今回、子どもの意見表明を話題にした講演が多かった。私自身、里親をしていても思うが、子どもの声を聞くのは本当に本当に難しい。子どもは養育者だと言いたいことは言わないし、おとなも自分の実子ではないから言いたいことが言えない。

子どもは食ってかかることもあるし、逃避することもある。しかし、そんな上っ面を捉えているとその子が本当の考えは見えてこない。また、子ども自身が自分の気持ちを分かっていない場合がある。何をどうしてほしいのか?嫌がられても根気よく何度も対話を重ねる必要がある。

一方で社会的養護児童にアンケートをとると「子どもの声は聞いてくれるが、子どもの意見は聞いてくれない」という意見が多いそうだ。なるほど、と頷く。しかし例えば、アルバイトがしたくてもその子がもし大学受験をめざすなら、禁止や制限を加えるのが親心だろう。

アルバイトがしたいならその子の生涯賃金など考えず、その意見を尊重するのが子どものアドボカシーなのだろうか。子どもの権利と親心はどちらが優先されるのだろう。私は実子の将来を思って数多くの制限や禁止を加えて育ててきた。しかし、それが現在の実子の幸福に結実している。

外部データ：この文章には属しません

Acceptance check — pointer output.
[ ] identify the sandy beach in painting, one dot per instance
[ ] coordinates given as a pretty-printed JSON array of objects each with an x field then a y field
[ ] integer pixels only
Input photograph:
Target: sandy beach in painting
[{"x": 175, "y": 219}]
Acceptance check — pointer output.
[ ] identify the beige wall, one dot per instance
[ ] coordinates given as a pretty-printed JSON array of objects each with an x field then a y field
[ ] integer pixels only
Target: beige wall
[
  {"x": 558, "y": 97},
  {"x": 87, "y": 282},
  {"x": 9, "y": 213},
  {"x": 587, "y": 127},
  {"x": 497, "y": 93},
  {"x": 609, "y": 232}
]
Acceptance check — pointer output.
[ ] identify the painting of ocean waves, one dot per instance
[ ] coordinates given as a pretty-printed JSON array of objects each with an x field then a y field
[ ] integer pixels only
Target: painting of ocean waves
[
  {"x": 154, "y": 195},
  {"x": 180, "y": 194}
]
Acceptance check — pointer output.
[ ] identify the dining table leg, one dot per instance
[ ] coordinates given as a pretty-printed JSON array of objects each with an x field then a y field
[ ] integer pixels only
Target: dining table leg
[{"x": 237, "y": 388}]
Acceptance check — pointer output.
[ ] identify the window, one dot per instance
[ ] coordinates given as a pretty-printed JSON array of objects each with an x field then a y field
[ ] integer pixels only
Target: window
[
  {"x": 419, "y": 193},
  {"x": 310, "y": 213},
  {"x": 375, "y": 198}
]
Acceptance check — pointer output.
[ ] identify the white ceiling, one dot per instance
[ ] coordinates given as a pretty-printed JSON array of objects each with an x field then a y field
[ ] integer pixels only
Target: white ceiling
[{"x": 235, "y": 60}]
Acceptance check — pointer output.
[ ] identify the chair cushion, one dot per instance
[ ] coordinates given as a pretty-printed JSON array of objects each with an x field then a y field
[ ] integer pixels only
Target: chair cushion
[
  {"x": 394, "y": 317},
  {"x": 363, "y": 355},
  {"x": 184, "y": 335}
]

実子なら将来を慮って制限できることを、社会的養護の子は自由にさせていいのだろうか。それは、その子の将来を本気で考えているのだろうか。里親は「親代わり」なのだから、固有する独自の家庭環境で育てているが、悲しいかな里親と里子は急ごしらえの「張りぼて親子」である。

しかし、そもそも親子とは、固有する文化的資産を継承するのがその社会的機能である。里親は福祉機関の一機能、「親」でなくただの「里(お宿)」なんだろうか。そんなことを考えていると何だか虚しくなってきた。せっかくのお休みなのに冷たい雨が降り、テンションは低め。

子どもたちのことが気になって、ドーナツを買って、結局自宅に帰らずホームに帰った。すると高校生の子がしきりに今日買ってきた服を自慢して見せてくれた。涙が出るくらい暖かかった。張りぼて親子にも魂を入れる方法はある。